Field mappings and transformations using Azure Cognitive Search indexers

Indexer Stages

When using Azure Cognitive Search indexers, the indexer will automatically map fields in a data source to fields in a target index, assuming field names and types are compatible. When input data doesn't quite match the schema of your target index, you can define field mappings to specifically set the data path.

Field mappings address the following scenarios:

  • Mismatched field names. Suppose your data source has a field named _id. Given that Azure Cognitive Search doesn't allow field names that start with an underscore, a field mapping lets you effectively rename a field.

  • One field to many fields. You can populate several fields in the index from the same data source data. For example, you might want to apply different analyzers to each field.

  • Many fields to one field. You want to populate an index field with data from more than one data source, and the data sources each use different field names.

  • Base64 encoding or decoding of data. Field mappings support several mapping functions, including functions for Base64 encoding and decoding.

  • Splitting strings or recasting a JSON array into a string collection. Field mapping functions provide this capability.

Field mappings in indexers are a simple way to map data fields to index fields, with some ability for light-weight data conversion. More complex data might require pre-processing to reshape it into a form that's conducive to indexing. One option you might consider is Azure Data Factory.

Note

Field mappings apply to search indexes only. For indexers that also create knowledge stores, data shapes and projections determine field associations, and any field mappings and output field mappings in the indexer are ignored.

Set up field mappings

A field mapping consists of three parts:

  • "sourceFieldName", which represents a field in your data source. This property is required.
  • An optional "targetFieldName", representing a field in your search index. If omitted, the value of "sourceFieldName" is used for the target.
  • An optional "mappingFunction", which can transform your data using one of several predefined functions. This can be applied on both input and output field mappings.
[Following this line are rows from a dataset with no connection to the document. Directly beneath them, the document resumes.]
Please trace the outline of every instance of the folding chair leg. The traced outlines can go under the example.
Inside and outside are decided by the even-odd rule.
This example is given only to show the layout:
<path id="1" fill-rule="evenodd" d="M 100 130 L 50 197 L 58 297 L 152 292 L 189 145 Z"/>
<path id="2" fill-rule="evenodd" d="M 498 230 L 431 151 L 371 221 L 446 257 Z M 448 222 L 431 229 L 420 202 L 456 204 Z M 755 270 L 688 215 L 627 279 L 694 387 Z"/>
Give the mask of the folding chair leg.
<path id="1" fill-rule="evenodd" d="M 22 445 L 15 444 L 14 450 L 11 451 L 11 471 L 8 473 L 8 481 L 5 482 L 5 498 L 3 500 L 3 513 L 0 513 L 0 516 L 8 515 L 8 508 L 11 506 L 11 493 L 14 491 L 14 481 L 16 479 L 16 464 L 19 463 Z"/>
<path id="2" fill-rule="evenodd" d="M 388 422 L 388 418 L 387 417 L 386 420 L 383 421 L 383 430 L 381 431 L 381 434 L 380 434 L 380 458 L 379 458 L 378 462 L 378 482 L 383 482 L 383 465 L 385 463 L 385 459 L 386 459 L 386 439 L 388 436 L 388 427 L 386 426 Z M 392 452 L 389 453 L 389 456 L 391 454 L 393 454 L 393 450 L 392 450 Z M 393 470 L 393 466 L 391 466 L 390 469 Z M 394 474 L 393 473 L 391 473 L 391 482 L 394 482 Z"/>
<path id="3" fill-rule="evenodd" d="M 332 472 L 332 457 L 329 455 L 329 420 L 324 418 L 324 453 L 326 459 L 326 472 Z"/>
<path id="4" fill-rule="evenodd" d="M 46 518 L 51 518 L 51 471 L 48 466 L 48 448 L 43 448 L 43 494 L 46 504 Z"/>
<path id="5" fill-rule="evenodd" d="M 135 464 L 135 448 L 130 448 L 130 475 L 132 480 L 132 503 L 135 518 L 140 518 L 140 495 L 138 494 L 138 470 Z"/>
Field mappings are added to the "fieldMappings" array of the indexer definition.

Note

If no field mappings are present, indexers assume data source fields should be mapped to index fields with the same name. Adding a field mapping overrides these default field mappings for the source and target field. Some indexers, such as the blob storage indexer, add default field mappings for the index key field.

Map fields using REST

You can add field mappings when creating a new indexer using the Create Indexer API request. You can manage the field mappings of an existing indexer using the Update Indexer API request.

For example, here's how to map a source field to a target field with a different name:

PUT https://[service name].search.windows.net/indexers/myindexer?api-version=[api-version]
Content-Type: application/json
api-key: [admin key]
{
    "dataSourceName" : "mydatasource",
    "targetIndexName" : "myindex",
    "fieldMappings" : [ { "sourceFieldName" : "_id", "targetFieldName" : "id" } ]
}

A source field can be referenced in multiple field mappings. The following example shows how to "fork" a field, copying the same source field to two different index fields:


"fieldMappings" : [
    { "sourceFieldName" : "text", "targetFieldName" : "textStandardEnglishAnalyzer" },
    { "sourceFieldName" : "text", "targetFieldName" : "textSoundexAnalyzer" }
]

Note

Azure Cognitive Search uses case-insensitive comparison to resolve the field and function names in field mappings. This is convenient (you don't have to get all the casing right), but it means that your data source or index cannot have fields that differ only by case.

Map fields using .NET

You can define field mappings in the .NET SDK using the FieldMapping class, which has the properties "SourceFieldName" and "TargetFieldName", and an optional "MappingFunction" reference.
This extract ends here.